The effect of pyridostigmine administration on the expression of pro-opiomelanocortin-derived peptides in motoneurones.

Adult male mice were treated with the reversible acetylcholinesterase inhibitor pyridostigmine bromide and its effect on the expression of beta-endorphin and alpha-melanotropin immunoreactivity in motoneurones was examined in the cervical and lumbar spinal cord. Administration of a single dose of either 0.4 micromoles/kg or 2.0 micromoles/kg body weight caused a significant increase in the incidence of beta-endorphin and alpha-melanotropin-immunoreactive motoneurones at 3h after the injection, in both the cervical and lumbar regions of the spinal cord. The immunoreactivity remained elevated for at least 5 days. There was a significantly higher increase in both beta-endorphin and alpha-melanotropin immunoreactive neurones at 3h after the higher dose compared to the lower dose, in both regions of the spinal cord.

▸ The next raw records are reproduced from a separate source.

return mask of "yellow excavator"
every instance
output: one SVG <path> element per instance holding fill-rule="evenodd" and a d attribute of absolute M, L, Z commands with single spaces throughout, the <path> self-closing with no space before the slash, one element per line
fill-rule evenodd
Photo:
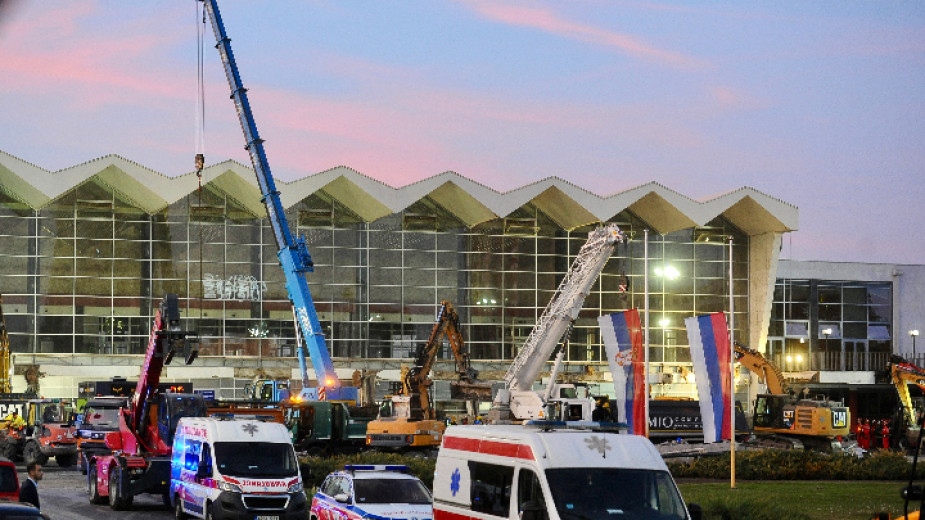
<path fill-rule="evenodd" d="M 899 395 L 899 404 L 902 407 L 901 422 L 893 428 L 899 446 L 912 448 L 919 442 L 919 419 L 922 415 L 921 403 L 917 407 L 909 392 L 909 385 L 916 385 L 925 390 L 925 370 L 910 363 L 902 356 L 892 355 L 887 363 L 890 369 L 890 380 L 896 387 Z"/>
<path fill-rule="evenodd" d="M 387 399 L 379 410 L 375 421 L 366 425 L 366 445 L 370 448 L 436 448 L 443 439 L 446 423 L 437 419 L 431 405 L 430 372 L 443 344 L 443 338 L 453 350 L 460 391 L 467 394 L 479 393 L 490 387 L 476 383 L 476 372 L 469 365 L 462 333 L 459 330 L 459 315 L 448 301 L 440 302 L 437 321 L 427 342 L 418 348 L 414 366 L 402 369 L 401 389 Z M 456 391 L 451 388 L 451 391 Z"/>
<path fill-rule="evenodd" d="M 755 401 L 753 430 L 759 439 L 781 441 L 782 447 L 831 451 L 834 441 L 848 435 L 851 414 L 844 403 L 824 396 L 799 398 L 780 369 L 757 350 L 736 343 L 735 357 L 768 387 L 769 393 L 759 394 Z"/>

Repeated administration of a dose of 0.4 micromoles/kg once a day for three weeks caused increases in immunoreactive motoneurones in both regions. In the cervical region the increases were maintained for at least two weeks after the treatment was discontinued but in the lumbar region the levels had returned to normal by one week. A further dose of the drug administered at two weeks after the treatment period caused a significantly greater increase in the lumbar spinal cord than the same dose in untreated mice, indicating that a sensitization of the motoneurones had occurred. The effect of this drug on peptide expression in motoneurones may be secondary to its action to inhibit acetylcholinesterase at the neuromuscular junction.